European politicians, as well as almost the entire market, are increasingly convinced that the European Central Bank will raise rates next week. However, as you can see on the chart, this is not particularly helpful for the euro.
Traders have already factored in the next quarter point rate hike, and the euro's next growth above the psychological mark of 1.0000 will only occur after several more aggressive rate hikes are planned for the summer months before the ECB takes a break. We will discuss the technical picture of the EURUSD pair in more detail below.
According to Governing Council member Boris Vujcic, the ECB should further increase borrowing costs, as inflationary pressure remains too high. "Inflation is falling, but core inflation is stubbornly high," he said in an interview. "We have no choice but to continue raising interest rates. We will have to do this until we see a change in trend."
As I mentioned earlier, ECB officials are preparing for a monetary policy meeting, and they are expected to choose between raising by a quarter or half a percentage point.
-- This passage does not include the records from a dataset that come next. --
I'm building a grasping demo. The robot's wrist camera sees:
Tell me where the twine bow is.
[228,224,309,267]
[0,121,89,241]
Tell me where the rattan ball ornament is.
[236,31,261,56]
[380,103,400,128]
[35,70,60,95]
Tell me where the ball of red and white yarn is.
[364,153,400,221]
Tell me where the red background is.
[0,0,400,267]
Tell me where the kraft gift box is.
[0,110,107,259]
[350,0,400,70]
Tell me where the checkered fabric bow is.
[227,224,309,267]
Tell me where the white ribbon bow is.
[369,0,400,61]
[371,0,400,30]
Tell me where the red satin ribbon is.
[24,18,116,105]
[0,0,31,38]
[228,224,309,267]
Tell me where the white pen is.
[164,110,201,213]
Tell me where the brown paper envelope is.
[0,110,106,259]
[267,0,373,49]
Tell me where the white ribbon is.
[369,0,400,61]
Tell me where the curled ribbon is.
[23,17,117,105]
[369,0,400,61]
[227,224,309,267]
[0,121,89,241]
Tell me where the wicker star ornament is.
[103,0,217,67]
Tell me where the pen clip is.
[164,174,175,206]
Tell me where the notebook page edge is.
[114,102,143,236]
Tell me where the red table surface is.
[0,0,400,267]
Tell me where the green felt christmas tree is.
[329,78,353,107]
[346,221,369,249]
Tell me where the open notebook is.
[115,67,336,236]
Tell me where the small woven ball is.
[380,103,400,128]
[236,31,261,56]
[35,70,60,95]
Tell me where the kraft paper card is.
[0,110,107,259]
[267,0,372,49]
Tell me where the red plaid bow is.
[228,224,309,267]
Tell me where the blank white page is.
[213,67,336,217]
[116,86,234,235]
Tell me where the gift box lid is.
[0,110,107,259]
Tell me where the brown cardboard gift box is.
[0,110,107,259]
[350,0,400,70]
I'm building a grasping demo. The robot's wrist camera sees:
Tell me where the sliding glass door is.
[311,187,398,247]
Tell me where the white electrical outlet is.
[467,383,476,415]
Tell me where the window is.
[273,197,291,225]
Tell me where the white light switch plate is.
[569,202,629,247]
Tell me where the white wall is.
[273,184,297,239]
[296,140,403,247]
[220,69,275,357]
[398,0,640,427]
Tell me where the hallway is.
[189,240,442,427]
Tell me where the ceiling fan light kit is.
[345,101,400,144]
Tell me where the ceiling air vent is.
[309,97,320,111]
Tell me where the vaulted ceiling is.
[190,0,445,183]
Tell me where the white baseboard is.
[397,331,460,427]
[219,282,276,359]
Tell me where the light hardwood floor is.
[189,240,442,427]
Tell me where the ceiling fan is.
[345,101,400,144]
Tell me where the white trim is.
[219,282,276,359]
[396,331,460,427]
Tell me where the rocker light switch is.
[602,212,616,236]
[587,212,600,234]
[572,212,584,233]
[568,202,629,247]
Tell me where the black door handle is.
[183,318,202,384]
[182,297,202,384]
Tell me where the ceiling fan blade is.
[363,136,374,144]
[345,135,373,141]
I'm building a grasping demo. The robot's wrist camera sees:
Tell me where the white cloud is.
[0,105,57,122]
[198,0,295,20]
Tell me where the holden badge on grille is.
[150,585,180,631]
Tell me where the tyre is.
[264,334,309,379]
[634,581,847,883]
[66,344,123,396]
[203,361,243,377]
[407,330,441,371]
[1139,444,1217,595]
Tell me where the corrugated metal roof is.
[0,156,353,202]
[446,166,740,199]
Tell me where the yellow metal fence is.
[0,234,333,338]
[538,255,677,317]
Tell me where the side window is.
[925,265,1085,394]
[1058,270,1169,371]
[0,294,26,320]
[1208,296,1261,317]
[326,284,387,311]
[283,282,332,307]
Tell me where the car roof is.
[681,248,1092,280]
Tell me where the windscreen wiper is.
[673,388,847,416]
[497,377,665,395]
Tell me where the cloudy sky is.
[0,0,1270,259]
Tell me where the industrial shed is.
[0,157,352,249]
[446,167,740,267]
Final inflation and bank lending data, to be published two days before the decision, will determine which step they will take.
"Reducing inflation always comes with some costs due to higher interest rates," Vujcic said. "But those costs are lower if we do it decisively now, rather than letting inflation build into expectations. Because in this case interest rates will have to stay higher for longer than if we do it sooner and faster."
His colleague, ECB Chief Economist Philip Lane, recently also noted that the latest economic data increasingly suggest that the European Central Bank should continue raising interest rates. "Current data indicate that we should raise rates again," Lane said in an interview published on Tuesday. "This is still not the right time to stop. Beyond that, it will depend on economic data."
Several more ECB representatives' speeches are expected today, followed by a quiet period on Thursday.
Lane also noted that it would be inappropriate to leave the deposit rate at the current level of 3% and advocated for its further increase. "Inflationary pressures remain in certain sectors of the economy, but are easing in others," Lane said. "I don't think we are in a 1970s-style situation, when inflation was in fact sticky."
The euro reacts sharply to European politicians' remarks. While the demand for risky assets was significant earlier this week, failure to reach monthly highs led to a sharp profit-taking and pressure on the pair. Bulls definitely have a chance to continue growing, but they need to stay above 1.0970 and take control of 1.1005 as soon as possible. Only this will push the euro to new resistance at 1.1030, opening the way to 1.1070. In case the trading instrument falls and a breakthrough of 1.0970, bullish prospects can be dismissed. In this case, I advise postponing long positions until the quote hits 1.0970 or become active only near the next support at 1.0913.